The total cost of operations correlates strongly to the total number of different images, not the total number of computers.  To minimize the number of images requires additional discipline:
 Specify the computer hardware to minimize unneeded machine diversity and minimize the resultant number of boot images.
 Upgrade new machine specifications at low additional cost so they remain useful longer, reduce the incursion of off-spec machines later in the life-cycle, improve standardization, reduce support costs, minimize e-waste with longer lifecycles 
 Organize the network so that boot images can be efficiently supported and swapped, independent of data.  
 Data must not be dependent on boot devices - use networks to store data on secure servers so that data recovery is literally never required even in a disaster recovery situation
 Confirm, by hardware acceptance testing on each new machine, that it runs the standard boot image
 Any machine that does not must be considered to be dead on arrival
 A strict installation regime to ensure that only supportable standardized boot images are used and any machines that connect to the network for the first time with a nonstandard image are detected and rejected
 Diagnostics and troubleshooting so that help desk and other technical support staff can employ standardized tests to identify the source of problems:  boot, software, or hardware 
 Ideally, backups on hand of the boot image, or even spare identical computers that can quickly be booted up from the boot device in question to determine if it is a hard disk, computer or software/image problem.
 Common desktop system recovery tools and procedures for failed desktop units, typically using backup copies of a boot image created with utilities
 Rapid network recovery procedures that replace a backup boot image in a few minutes or less, with considerable cost savings over using DVD, CD or floppy disk media which require human attention
 Ensure computer accessibility features are on every departmental boot image that require them, or in the thin client hardware and software itself, to accommodate these users in a manner that is ubiquitous and cost effective.
 Support remote work and secure off-site system access procedures in the standard boot image
 Encourage remote workers to buy identical machines to those in the office or use thin clients exclusively
 Facilitate worker transfer by changing boots or authorizations instead of moving the actual computer
 Install thin clients on all off-spec machines to eliminate the need for special boot images for them, and subsequent diagnostic problems and data risks.

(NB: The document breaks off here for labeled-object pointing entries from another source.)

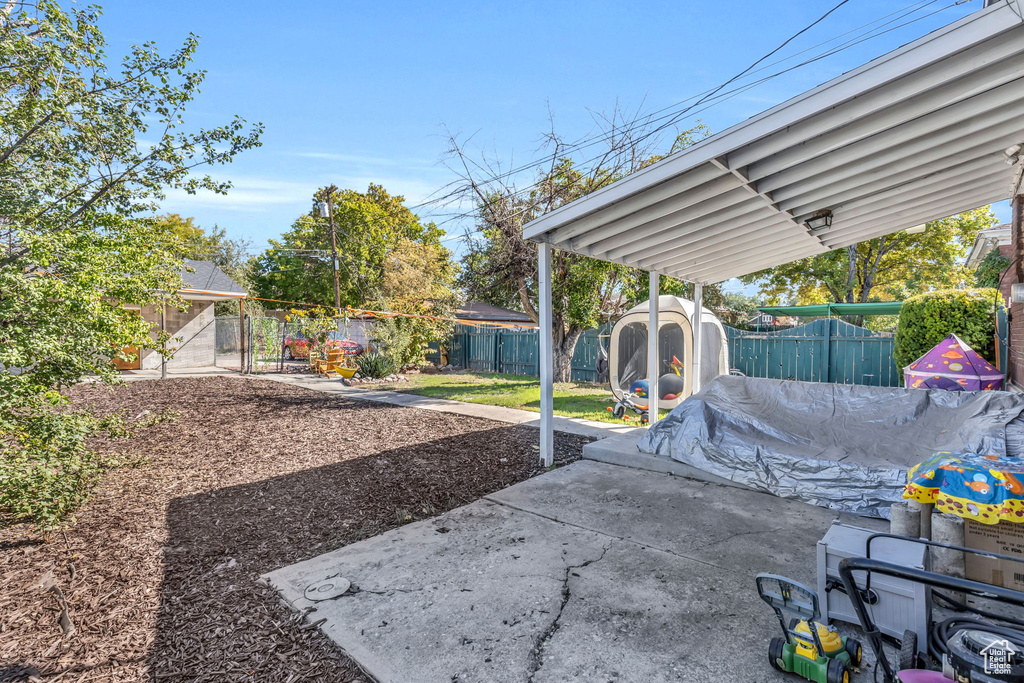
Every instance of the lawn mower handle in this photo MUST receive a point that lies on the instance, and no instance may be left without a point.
(851, 564)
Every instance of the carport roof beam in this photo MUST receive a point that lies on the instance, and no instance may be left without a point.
(915, 134)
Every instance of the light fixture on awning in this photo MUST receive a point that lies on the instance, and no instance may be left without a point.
(819, 221)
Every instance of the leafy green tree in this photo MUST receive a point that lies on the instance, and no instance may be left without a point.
(890, 267)
(369, 225)
(419, 285)
(990, 269)
(75, 173)
(501, 267)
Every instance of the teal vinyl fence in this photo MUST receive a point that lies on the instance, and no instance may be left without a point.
(823, 350)
(516, 351)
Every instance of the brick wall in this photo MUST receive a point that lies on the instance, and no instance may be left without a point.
(193, 334)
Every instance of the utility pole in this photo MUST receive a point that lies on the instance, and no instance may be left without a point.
(334, 243)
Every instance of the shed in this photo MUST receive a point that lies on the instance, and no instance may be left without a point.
(193, 331)
(628, 346)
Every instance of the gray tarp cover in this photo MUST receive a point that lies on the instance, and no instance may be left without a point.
(837, 445)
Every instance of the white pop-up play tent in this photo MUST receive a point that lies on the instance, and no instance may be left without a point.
(628, 347)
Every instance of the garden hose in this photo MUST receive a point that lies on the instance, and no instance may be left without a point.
(961, 606)
(943, 631)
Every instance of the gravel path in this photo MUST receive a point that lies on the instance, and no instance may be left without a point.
(159, 574)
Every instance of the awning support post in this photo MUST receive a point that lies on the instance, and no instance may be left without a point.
(547, 363)
(163, 344)
(654, 283)
(695, 351)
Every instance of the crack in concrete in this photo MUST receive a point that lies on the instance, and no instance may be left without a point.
(537, 654)
(624, 539)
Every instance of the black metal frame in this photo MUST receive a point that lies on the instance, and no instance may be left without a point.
(851, 564)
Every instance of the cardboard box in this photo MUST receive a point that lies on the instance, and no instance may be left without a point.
(1006, 539)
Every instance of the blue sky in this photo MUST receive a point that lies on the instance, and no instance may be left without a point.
(352, 93)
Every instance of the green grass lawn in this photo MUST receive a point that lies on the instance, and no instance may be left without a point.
(589, 401)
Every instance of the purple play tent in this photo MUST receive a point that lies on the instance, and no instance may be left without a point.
(953, 366)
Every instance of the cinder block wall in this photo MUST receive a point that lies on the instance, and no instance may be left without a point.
(193, 336)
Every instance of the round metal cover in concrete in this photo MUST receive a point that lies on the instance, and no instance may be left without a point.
(327, 589)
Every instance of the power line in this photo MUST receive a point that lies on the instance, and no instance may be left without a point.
(713, 94)
(731, 93)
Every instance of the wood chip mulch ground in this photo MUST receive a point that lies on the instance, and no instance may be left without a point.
(158, 580)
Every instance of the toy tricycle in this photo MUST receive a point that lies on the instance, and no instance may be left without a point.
(808, 648)
(636, 400)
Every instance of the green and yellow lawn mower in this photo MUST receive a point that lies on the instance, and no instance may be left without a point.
(808, 648)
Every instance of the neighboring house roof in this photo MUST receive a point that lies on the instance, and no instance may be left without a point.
(205, 281)
(985, 242)
(478, 310)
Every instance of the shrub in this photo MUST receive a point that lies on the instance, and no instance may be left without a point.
(46, 470)
(928, 318)
(375, 365)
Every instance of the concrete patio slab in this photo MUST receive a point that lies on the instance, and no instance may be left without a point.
(592, 571)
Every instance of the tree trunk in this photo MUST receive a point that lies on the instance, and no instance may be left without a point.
(562, 351)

Open configuration and semantic services 

Desktop computing is increasingly relying on web services, making the thin client approach more viable.  Departmental boot images may remain but simply instantiate part of a semantic service-oriented architecture, especially in larger organizations. A service component architecture would further simplify the implementation of control mechanisms, especially if a single application language like Java was used for all custom applications in the enterprise.  More importantly, shift to software as a service by most large vendors means that applications are not tied to machines, so the number of variant boot images required (with the applications installed) is reduced.

Other open configuration technologies such as Bitfrost, OpenID and even XMPP would also simplify configuration of boot images, as authentication would no longer be dealt with on the desktop/laptop device.

Vendor support 

Large system vendors increasingly provide DVDs with the boot image standard for the machine as shipped to the customer, which usually includes tools to diagnose changes to the machine and download drivers.